Harassing her with endless email coverage was a way to make sure Clinton’s possible historic victory didn't taste very sweet, and that she limped across the finish line. Part of that sprang from a never-ending attempt to criminalize the Clintons and the Beltway media’s long running distrust of them.
Addressing the But Her Emails coverage in the Post last week, Phillip Bump refused to concede that a massive newsroom failure had occurred. Instead, he offered up reasons for why the Clinton coverage was so intense. These four are especially revealing:
• “Journalists looking to hold power to account often approached her with skepticism about her intent.”
• “She was “a member of a family that had a rocky relationship with the news media.”
• “It was natural to suspect that the situation was again one in which a Clinton was trying to hide something from the public.”
• “Clinton’s team at first treated the story dismissively, in a way that often antagonized reporters whose job it is to challenge those in power.”
Bump doesn’t realize it, but he’s explicitly detailing why Trump should be drawing intense scrutiny for the document smuggling story today — he’s the one with a long history of hiding things from public, of treating troubling stories dismissively, whose family has a rocky relationship with the press, and he’s the one whose denials should draw skepticism from a press corps looking to hold power to account.
But those rules only applied to Clinton. That’s why in just a six-month span in 2015, the Post’s Chris Cillizza wrote 50 different But Her Email columns. (50!) In September 2015, the Post averaged more than two Clinton email dispatches every day of the month — six months after the controversy first broke. And during a four-week window in the summer of 2016, 17 percent of CNN’s The Situation Room Clinton coverage was about her emails.
Trump’s decision to smuggle classified documents out of the White House can’t help but reminds us of the media’s But Her Emails debacle. The press today would prefer everyone look away.
GOOD STUFF:
The mainstream media can’t stop chronicling inflation, but seem to be far less interested in detailing how corporations are using the trend as a cover to spike their own prices.
From the American Prospect’s “Inflation and Price-Gouging”:
On an earnings call with Wall Street analysts this morning, the meat giant Tyson reported earnings per share up by 50 percent over last year, driven by price increases of 32 percent in beef, 20 percent in chicken, and 13 percent in pork. These price hikes to consumers go neither to farmers nor to supermarkets but to giant monopoly middlemen like Tyson.
Ocean shippers have quintupled their rates, and booked astronomical returns of $150 billion in 2021, up from $25 billion in 2020. This price-gouging reflects the extreme economic concentration that has resulted from deregulation coupled with a four-decade failure to enforce the antitrust laws. All of this comes at the expense of consumers and of workers whose nominal pay is up but in most cases lags behind price hikes.

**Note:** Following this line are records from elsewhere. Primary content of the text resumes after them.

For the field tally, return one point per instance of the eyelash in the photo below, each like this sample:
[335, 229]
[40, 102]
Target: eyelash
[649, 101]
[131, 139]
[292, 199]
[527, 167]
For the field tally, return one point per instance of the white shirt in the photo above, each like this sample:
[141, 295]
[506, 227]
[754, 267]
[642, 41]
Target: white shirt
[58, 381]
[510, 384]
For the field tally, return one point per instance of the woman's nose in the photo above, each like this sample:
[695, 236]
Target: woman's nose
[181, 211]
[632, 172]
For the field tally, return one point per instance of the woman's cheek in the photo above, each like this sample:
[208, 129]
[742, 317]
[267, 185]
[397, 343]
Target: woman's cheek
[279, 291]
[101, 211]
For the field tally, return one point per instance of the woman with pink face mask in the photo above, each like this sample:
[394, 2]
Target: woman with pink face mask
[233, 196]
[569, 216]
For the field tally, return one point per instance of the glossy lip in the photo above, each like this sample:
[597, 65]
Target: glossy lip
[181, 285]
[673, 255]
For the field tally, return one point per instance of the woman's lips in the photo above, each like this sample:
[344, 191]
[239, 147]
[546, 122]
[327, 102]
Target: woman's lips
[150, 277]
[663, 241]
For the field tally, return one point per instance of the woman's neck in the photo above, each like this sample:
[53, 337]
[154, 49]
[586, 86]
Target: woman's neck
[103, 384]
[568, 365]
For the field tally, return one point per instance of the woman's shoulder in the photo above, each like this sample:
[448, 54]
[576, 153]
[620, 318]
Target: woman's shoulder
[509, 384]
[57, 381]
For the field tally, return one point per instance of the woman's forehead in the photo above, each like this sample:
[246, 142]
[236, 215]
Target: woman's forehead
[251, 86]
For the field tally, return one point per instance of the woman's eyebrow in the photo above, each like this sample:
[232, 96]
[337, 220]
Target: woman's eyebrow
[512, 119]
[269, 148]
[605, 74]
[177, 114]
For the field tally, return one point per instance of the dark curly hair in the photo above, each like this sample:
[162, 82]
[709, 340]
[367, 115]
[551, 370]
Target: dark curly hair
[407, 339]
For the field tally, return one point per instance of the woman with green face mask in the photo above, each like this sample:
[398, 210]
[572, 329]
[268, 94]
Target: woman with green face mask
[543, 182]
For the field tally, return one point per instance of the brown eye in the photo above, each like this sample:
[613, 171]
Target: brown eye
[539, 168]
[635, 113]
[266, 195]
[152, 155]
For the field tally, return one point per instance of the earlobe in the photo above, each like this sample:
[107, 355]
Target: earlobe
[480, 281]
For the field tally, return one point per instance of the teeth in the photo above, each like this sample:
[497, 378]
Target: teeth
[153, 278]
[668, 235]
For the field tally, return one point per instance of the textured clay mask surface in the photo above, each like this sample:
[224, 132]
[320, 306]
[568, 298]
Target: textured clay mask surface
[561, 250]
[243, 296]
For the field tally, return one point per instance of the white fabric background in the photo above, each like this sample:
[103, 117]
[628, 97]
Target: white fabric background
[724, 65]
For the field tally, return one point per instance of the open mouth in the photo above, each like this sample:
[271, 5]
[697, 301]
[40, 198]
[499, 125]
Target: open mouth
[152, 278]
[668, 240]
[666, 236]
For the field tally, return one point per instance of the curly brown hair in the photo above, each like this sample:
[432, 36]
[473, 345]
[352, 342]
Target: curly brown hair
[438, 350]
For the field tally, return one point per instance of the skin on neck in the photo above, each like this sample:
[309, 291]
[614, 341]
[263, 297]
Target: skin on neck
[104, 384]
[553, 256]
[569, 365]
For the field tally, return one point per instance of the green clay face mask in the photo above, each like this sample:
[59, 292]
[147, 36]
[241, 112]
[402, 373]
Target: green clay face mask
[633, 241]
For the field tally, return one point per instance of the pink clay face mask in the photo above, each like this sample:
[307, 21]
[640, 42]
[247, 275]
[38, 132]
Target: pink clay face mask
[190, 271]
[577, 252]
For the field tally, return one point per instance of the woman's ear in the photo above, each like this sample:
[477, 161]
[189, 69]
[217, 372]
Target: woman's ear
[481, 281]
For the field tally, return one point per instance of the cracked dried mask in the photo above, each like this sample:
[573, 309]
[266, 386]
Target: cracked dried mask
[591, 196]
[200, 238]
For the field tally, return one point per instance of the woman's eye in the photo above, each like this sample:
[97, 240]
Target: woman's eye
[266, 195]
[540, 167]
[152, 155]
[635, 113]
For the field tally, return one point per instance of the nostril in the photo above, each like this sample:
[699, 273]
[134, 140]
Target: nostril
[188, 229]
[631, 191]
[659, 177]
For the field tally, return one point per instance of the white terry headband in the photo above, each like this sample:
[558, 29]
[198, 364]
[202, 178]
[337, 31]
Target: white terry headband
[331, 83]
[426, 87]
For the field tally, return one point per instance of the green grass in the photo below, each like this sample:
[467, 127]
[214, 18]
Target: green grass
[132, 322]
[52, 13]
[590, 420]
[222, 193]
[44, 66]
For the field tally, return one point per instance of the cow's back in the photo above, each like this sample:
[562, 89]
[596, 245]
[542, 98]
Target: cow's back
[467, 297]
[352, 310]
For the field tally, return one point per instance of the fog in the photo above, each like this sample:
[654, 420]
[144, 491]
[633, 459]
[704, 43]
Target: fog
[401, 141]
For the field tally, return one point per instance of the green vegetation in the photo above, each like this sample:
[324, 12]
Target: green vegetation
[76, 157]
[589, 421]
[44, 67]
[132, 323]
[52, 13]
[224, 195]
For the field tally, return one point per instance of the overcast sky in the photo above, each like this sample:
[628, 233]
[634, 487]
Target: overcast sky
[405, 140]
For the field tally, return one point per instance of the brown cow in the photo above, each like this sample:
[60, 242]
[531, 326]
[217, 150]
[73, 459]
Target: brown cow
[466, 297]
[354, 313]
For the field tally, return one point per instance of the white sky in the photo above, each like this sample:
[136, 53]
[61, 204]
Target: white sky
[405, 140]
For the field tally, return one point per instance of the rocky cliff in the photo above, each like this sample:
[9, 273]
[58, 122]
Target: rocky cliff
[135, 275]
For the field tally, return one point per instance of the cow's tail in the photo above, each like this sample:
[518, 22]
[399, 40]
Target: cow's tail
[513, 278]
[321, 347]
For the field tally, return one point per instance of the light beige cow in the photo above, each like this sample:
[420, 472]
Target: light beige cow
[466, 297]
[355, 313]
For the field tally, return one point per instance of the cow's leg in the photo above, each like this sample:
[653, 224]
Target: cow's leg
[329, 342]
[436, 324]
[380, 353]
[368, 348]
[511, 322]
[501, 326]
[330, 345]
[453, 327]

FUN STUFF — BECAUSE WE ALL NEED A BREAK
Punch Brothers, “Wreck of the Edmund Fitzgerald”
Nobody can surpass Gordon Lightfoot’s classic original folk tale that detailed a maritime disaster. The song became a surprise radio staple in the summer of 1976, just one year after the deadly tragedy on Lake Superior.
But the Punch Brothers, a raucous folks/bluegrass band that sprang from Brooklyn over a decade ago, deliver a captivating new version.
This lyric below has always struck me as among the most chilling in pop history:
When suppertime came, the old cook came on deck sayin'
"Fellas, it's too rough to feed ya"
At seven PM, a main hatchway caved in, he said
"Fellas, it's been good to know ya"
🎙 Click here to listen to the music that’s been featured on PRESS RUN, via Apple Music.
The missing word in your excellent column: misogyny.
Someone please write the definitive book about why the press decided - starting in 1992 - that the Clintons were not their kind of people. That seems to be the underlying theme of the way the press treated them from day one.